NYC Coffee Shop Wages War On Laptop Users


Small cafe's, like Naidre's in Park Slope, have been hit especially hard since the recession hit, mostly due to its relaxed policy toward lingering patrons. (FLICKR)

Small cafe's, like Naidre's in Park Slope, have been hit especially hard since the recession hit, mostly due to its relaxed policy toward lingering patrons. (FLICKR)

PARK SLOPE, N.Y. (WPIX) – A local coffee shop in Brooklyn has brewed up an idea in order to drum up more business: impose time limits on in-house java drinkers who use laptops.
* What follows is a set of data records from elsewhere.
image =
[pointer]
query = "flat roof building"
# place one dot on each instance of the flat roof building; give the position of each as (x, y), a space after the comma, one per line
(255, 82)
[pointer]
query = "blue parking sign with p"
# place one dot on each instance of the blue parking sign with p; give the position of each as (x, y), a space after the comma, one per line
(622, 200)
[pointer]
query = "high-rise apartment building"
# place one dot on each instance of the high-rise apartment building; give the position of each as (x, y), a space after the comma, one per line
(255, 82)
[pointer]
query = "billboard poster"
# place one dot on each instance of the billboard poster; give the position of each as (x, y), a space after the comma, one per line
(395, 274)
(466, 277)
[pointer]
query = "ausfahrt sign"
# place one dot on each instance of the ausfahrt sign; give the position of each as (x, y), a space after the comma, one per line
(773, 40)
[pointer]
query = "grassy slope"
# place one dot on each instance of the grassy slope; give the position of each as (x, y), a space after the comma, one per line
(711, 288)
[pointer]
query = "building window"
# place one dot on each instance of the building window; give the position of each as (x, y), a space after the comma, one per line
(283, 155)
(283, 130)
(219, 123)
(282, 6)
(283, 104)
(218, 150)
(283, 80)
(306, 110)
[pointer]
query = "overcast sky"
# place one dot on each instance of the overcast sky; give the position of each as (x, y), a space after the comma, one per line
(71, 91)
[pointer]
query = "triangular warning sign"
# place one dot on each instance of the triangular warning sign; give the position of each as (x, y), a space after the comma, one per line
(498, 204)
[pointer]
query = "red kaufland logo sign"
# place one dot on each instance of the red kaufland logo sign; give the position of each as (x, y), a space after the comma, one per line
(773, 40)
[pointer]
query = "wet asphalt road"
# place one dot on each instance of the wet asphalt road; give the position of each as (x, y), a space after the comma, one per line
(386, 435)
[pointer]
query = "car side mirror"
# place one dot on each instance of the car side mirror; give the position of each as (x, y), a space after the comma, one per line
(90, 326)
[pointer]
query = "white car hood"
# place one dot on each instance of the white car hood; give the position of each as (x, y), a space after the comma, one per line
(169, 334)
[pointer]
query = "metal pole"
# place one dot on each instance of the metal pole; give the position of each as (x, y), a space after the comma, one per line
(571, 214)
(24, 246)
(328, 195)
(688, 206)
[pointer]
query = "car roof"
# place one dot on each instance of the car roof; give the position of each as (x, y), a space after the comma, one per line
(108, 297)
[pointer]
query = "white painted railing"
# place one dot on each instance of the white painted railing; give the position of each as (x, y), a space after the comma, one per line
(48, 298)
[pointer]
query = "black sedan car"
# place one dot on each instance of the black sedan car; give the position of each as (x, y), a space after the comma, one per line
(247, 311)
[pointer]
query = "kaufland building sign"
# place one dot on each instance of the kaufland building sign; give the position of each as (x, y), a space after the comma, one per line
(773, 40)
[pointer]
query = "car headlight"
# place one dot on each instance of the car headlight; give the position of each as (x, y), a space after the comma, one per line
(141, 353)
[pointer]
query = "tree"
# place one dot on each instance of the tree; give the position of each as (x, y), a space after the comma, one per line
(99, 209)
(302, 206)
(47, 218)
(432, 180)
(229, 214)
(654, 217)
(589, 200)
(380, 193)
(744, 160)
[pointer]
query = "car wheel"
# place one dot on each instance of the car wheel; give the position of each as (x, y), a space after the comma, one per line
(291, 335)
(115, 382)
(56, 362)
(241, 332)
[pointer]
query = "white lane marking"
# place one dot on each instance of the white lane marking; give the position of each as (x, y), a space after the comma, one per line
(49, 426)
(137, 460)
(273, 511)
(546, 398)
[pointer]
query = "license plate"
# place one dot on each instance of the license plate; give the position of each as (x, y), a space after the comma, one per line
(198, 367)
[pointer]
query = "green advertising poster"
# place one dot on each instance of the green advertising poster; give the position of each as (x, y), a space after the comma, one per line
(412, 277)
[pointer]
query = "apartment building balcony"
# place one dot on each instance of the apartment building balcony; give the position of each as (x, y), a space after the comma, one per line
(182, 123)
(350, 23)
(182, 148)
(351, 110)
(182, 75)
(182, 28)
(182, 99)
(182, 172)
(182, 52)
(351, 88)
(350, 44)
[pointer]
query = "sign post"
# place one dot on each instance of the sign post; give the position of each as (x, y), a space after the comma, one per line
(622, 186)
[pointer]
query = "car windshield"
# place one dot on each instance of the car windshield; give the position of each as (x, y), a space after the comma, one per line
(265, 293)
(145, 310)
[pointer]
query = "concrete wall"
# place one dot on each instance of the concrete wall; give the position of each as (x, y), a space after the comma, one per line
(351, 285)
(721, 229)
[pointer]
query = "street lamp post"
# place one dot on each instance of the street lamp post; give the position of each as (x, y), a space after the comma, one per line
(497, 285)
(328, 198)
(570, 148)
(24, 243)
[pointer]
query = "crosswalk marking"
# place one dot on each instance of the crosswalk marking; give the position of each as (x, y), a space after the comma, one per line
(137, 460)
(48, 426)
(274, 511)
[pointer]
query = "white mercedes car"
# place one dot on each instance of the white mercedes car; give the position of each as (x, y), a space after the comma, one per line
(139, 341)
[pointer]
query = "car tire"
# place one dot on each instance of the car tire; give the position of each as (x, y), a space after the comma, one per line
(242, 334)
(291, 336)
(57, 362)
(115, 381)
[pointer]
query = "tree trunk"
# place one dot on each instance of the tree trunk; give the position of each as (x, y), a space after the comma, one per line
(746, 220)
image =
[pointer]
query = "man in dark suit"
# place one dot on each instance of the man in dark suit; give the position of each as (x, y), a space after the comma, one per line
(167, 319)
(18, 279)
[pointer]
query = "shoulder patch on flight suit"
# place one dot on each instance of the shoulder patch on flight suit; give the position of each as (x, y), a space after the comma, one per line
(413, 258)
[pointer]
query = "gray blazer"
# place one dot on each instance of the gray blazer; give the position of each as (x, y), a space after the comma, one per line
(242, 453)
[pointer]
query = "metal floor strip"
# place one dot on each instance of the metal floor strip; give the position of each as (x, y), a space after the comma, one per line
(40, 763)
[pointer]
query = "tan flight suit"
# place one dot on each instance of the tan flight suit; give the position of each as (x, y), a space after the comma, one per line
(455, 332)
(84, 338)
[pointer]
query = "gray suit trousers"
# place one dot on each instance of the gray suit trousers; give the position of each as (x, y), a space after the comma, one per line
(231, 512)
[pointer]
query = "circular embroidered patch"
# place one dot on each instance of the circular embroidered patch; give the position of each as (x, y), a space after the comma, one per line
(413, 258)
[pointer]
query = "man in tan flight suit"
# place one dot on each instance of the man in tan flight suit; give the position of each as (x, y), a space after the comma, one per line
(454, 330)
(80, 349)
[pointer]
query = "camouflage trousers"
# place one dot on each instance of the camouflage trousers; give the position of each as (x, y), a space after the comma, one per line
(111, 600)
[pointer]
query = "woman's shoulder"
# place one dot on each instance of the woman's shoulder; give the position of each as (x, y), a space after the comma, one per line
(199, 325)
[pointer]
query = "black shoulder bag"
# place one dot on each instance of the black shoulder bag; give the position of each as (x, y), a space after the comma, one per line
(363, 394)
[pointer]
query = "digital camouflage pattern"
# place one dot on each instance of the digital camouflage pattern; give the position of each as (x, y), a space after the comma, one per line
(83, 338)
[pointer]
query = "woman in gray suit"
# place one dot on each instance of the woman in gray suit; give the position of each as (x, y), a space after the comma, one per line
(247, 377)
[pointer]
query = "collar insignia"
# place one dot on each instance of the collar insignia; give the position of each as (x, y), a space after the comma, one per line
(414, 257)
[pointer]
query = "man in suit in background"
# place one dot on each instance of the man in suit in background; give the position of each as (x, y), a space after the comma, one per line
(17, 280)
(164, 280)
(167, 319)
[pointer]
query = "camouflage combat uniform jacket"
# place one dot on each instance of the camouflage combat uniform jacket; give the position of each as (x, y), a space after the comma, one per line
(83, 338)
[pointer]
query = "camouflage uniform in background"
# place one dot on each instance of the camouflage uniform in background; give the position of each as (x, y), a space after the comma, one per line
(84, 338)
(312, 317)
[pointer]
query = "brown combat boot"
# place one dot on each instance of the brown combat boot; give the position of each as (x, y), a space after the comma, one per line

Small cafe’s, like Naidre’s in Park Slope, have been hit especially hard since the recession hit, mostly due to its relaxed policy toward lingering patrons.

Janice Pullicino, the shop’s owner, told The Wall Street Journal that she doesn’t want to dissuade people from entering the store but the policy, which was enforced in the spring of 2008, was put into place because of a drastic drop in revenue.

“You don’t want to discourage it; it’s a wonderful tradition,” Pullicino said.

A small sign has been posted on the café that reads, “Dear customers, we are absolutely thrilled that you like us so much that you want to spend the day … (But ) … people gotta eat, and to eat they gotta sit.”

As part of the policy, laptops are not permitted between the hours of 11 a.m. and 2 p.m. during the week and 10 a.m. and 3 p.m. on the weekends, unless the customer is eating and typing at the same time.

Pullicino said she has even covered up some power outlets throughout her shop in order to help cut down on the electric bill.

Other locations around the city reportedly imposing the laptop limits include : Cocoa Bar locations in Brooklyn and on Manhattan’s Lower East Side and Espresso 77 in Jackson Heights, Queens.

But in two of the three Café Grumpy locations — one in Brooklyn and the other in Manhattan’s Chelsea neighborhood — those looking to power up their laptops will have to look elsewhere as computers are never allowed in those locations.

This New York phenomenon is apparently slowly spreading to the West Coast as San Francisco’s Coffee Bar is now asking customers to ask laptop users to share tables and make space for other customers.

While many people who frequent coffee shops on a daily basis seem to understand why the rules are being imposed, many believe, when asked, that instead of helping business, in the long run, the policy will ultimately drive away customers.